20/8/09, The Hub (Edinburgh Festival)
Billed as "triplepipes, lust and spilt blood" it appeared to have none of the latter two and only a little of the first, at the very beginning, when the piper Barnaby Brown and the singer (and harpist) Patsy Seddon came on singing a Gaelic son. Later he played the bagpipes. D complained she'd been short-changed and I was inclined to agree.
A concert by Concerto Caledonia, a Scottish early music group (harpsichord, viol, flute, harp and pipes -- the flautist came from Nova Scotia and the harpist, judging by his accent, from somewhere equidistant between Glasgow, Dublin and Brunswick). With them they had Seddon, a Glasgow folk singer and guitarist called Alasdair Roberts and, an unexpected delight, Martin Carthy, who hadn't been named in the original Festial brochure and who we've never seen live.
And though his voice is reedy his stage presence put him head and shoulders above the rest of 'em.
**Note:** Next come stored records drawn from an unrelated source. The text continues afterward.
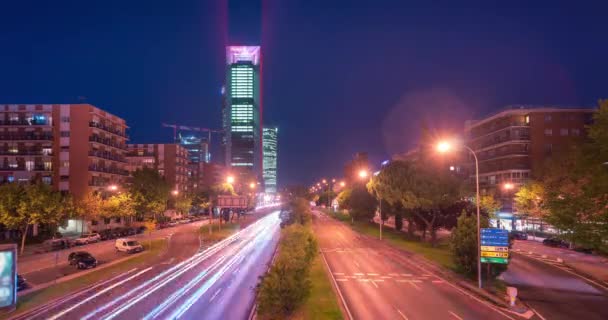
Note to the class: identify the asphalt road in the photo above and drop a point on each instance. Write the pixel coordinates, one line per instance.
(44, 267)
(215, 283)
(553, 292)
(378, 282)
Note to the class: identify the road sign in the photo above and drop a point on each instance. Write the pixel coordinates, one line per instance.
(494, 248)
(490, 254)
(494, 260)
(494, 245)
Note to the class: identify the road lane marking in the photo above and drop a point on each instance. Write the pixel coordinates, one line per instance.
(64, 311)
(215, 294)
(401, 314)
(455, 315)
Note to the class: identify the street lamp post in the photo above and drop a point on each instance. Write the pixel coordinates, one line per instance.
(445, 147)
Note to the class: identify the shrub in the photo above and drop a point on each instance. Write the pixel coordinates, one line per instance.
(287, 284)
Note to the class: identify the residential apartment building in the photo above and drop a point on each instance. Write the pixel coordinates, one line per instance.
(512, 145)
(74, 147)
(171, 161)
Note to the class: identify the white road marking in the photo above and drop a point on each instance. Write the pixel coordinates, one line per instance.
(215, 294)
(401, 314)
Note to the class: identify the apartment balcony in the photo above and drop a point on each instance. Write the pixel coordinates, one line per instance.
(24, 123)
(499, 140)
(24, 168)
(107, 129)
(4, 152)
(116, 171)
(107, 156)
(30, 136)
(107, 142)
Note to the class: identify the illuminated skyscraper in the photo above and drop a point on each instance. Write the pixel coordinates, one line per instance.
(270, 144)
(243, 126)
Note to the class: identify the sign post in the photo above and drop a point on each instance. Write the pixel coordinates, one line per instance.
(8, 277)
(494, 246)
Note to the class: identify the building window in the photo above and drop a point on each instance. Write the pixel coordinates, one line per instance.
(29, 165)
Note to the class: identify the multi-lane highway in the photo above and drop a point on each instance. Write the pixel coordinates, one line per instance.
(216, 283)
(378, 282)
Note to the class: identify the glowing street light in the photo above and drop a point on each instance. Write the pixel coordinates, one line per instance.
(363, 173)
(443, 147)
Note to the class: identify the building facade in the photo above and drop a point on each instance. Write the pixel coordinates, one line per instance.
(513, 145)
(243, 130)
(73, 147)
(270, 145)
(171, 161)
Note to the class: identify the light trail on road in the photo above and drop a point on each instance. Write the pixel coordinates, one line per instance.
(214, 262)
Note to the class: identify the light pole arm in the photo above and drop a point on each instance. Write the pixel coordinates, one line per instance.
(477, 200)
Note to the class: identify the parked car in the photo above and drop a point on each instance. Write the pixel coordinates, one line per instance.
(21, 283)
(555, 242)
(82, 260)
(88, 238)
(519, 235)
(55, 244)
(128, 245)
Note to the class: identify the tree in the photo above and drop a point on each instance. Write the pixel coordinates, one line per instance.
(22, 206)
(149, 191)
(424, 191)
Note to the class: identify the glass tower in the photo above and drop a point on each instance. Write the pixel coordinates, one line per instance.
(242, 128)
(270, 145)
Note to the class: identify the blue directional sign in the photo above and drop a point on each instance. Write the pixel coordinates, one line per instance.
(494, 237)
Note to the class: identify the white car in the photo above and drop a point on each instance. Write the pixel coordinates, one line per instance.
(88, 238)
(128, 245)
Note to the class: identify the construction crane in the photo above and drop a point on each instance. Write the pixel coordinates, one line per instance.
(177, 127)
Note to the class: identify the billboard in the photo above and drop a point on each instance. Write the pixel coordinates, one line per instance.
(8, 276)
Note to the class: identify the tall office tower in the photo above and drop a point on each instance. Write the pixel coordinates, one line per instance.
(243, 137)
(270, 144)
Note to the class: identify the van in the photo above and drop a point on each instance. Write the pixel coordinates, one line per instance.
(128, 245)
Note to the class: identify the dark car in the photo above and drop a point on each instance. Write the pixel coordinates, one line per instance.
(555, 242)
(82, 260)
(519, 235)
(21, 283)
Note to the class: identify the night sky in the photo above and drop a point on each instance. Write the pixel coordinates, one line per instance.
(340, 78)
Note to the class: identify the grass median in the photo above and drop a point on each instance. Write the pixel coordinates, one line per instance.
(55, 291)
(440, 253)
(322, 302)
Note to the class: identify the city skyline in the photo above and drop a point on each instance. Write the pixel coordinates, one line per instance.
(362, 94)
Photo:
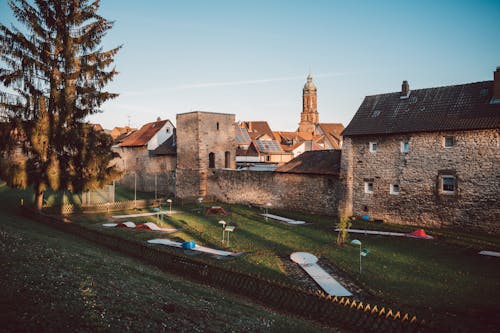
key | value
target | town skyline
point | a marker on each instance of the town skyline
(252, 59)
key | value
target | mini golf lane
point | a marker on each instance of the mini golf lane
(308, 262)
(199, 248)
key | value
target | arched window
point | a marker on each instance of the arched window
(227, 159)
(211, 160)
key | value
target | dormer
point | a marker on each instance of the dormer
(405, 90)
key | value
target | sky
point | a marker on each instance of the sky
(251, 57)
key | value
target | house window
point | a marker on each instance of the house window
(449, 141)
(448, 185)
(369, 187)
(211, 160)
(227, 159)
(394, 189)
(405, 146)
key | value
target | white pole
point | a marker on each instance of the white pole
(359, 258)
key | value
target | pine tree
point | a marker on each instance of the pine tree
(56, 72)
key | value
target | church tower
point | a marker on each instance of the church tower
(309, 116)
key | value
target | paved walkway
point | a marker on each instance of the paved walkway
(283, 219)
(308, 262)
(200, 248)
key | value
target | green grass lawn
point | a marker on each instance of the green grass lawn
(444, 275)
(54, 282)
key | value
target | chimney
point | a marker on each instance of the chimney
(496, 84)
(405, 90)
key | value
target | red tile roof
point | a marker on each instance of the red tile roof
(450, 108)
(141, 137)
(257, 128)
(318, 162)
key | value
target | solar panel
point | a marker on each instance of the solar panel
(242, 135)
(268, 146)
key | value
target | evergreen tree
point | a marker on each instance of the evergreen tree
(56, 71)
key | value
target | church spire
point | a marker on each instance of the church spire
(309, 116)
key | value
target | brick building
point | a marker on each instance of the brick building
(205, 141)
(148, 158)
(426, 157)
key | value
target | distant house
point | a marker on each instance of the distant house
(319, 162)
(121, 133)
(426, 156)
(257, 146)
(148, 157)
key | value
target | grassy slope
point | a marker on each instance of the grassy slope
(51, 281)
(445, 275)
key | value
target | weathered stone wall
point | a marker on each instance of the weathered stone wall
(307, 193)
(474, 160)
(198, 135)
(148, 172)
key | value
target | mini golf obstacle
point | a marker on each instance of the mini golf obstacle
(490, 253)
(140, 215)
(141, 226)
(283, 219)
(308, 262)
(192, 246)
(419, 233)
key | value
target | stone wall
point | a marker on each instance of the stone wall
(474, 160)
(298, 192)
(146, 171)
(200, 134)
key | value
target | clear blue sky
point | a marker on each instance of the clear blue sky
(251, 58)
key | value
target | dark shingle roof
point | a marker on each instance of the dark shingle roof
(450, 108)
(318, 162)
(169, 147)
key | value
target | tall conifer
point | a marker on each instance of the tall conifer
(56, 71)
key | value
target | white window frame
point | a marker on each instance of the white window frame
(453, 141)
(405, 146)
(392, 191)
(441, 184)
(367, 187)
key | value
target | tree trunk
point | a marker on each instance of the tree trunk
(39, 198)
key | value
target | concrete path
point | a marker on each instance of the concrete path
(384, 233)
(283, 219)
(308, 262)
(197, 247)
(163, 212)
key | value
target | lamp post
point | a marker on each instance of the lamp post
(223, 228)
(267, 207)
(170, 203)
(357, 242)
(200, 200)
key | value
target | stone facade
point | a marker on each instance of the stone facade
(471, 166)
(146, 171)
(317, 194)
(205, 141)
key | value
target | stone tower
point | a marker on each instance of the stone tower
(309, 116)
(205, 141)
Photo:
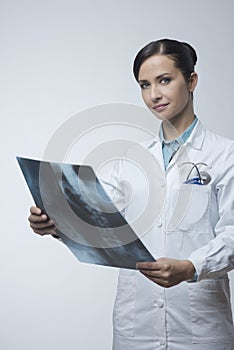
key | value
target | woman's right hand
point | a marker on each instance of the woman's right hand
(40, 223)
He and Roberts sang different versions of the same song (called Lord Randall in Carthy's version, Lord Ronald in Roberts's) with recongisably similar words but set to quite different tunes.
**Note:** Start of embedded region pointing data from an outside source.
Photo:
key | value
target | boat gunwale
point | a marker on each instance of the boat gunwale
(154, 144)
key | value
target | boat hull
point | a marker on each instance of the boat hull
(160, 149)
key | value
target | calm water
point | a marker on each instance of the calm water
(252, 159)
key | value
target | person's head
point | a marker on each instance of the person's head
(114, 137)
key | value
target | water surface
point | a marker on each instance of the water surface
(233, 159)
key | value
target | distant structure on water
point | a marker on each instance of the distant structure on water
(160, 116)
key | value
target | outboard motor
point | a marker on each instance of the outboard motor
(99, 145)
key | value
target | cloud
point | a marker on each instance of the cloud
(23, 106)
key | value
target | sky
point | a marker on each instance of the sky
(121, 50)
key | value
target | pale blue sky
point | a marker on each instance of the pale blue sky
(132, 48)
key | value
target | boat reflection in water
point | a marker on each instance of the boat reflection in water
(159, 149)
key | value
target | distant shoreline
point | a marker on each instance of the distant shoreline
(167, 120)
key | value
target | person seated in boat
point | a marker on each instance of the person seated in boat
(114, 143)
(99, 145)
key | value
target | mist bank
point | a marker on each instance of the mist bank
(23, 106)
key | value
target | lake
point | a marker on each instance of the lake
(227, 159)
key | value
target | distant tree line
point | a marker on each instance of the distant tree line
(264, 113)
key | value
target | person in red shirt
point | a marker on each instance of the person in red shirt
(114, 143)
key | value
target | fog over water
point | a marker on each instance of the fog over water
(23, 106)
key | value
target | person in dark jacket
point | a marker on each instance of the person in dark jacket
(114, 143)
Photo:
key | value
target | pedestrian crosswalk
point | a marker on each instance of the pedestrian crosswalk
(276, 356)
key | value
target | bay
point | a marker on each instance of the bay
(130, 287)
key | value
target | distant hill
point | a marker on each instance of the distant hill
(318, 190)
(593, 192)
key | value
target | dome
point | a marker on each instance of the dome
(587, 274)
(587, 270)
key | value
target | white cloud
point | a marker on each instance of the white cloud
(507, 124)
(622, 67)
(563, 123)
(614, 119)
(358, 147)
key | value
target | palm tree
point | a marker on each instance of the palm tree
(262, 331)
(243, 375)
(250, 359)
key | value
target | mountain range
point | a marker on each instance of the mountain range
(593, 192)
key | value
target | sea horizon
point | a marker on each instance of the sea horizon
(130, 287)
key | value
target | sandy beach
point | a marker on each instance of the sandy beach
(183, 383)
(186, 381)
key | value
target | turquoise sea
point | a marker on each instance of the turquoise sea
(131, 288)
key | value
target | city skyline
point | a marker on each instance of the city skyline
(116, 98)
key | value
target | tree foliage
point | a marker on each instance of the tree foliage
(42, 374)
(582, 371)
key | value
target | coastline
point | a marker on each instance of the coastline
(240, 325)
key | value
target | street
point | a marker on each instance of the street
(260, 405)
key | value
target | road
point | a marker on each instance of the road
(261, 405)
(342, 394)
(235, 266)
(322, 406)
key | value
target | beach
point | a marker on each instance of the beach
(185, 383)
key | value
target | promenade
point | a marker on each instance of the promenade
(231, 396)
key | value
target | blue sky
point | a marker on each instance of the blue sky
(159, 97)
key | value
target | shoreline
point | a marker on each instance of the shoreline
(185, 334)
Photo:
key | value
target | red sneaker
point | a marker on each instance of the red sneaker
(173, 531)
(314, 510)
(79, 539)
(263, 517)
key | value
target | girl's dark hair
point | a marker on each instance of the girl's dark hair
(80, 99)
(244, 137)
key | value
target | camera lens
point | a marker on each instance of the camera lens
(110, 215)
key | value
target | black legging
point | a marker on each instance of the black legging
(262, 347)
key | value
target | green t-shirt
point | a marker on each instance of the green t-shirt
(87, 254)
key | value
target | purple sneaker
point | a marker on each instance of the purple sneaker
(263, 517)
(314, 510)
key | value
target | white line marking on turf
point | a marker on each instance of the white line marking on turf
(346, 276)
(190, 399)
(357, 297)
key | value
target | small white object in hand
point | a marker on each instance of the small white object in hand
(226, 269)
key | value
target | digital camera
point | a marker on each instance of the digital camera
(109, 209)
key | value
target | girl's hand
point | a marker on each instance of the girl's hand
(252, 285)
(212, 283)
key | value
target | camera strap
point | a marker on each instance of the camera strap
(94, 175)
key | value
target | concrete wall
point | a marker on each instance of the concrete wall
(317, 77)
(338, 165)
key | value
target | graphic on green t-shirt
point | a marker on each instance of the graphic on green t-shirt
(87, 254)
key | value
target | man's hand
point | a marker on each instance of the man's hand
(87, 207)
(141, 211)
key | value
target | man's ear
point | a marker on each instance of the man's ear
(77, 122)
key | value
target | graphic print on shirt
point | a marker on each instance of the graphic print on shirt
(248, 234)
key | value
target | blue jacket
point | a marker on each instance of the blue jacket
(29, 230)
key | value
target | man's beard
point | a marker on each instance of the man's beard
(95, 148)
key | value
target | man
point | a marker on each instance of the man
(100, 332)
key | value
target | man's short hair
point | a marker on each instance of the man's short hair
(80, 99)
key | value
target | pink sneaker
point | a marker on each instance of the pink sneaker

There was a fine version of Sir Patrick Spens (which I've never heard sung) by Seddon, a medieval Welsh harp piece (essentially ten verses, each a variation on a very simple theme, with a common refrain) and an utterly impenetrable 17th century pipe song which reminded one of quite how tuneless traditional Scottish pipe music is.
The Hub is an unforgiving venue, made less forgiving by a decision to keep the house lights up. An evening for the most part of academic interest, though one can imagine in the right setting it might have been quite engrossing and involving. We emerged into a cold evening to mingle with the crowds leaving the Tattoo.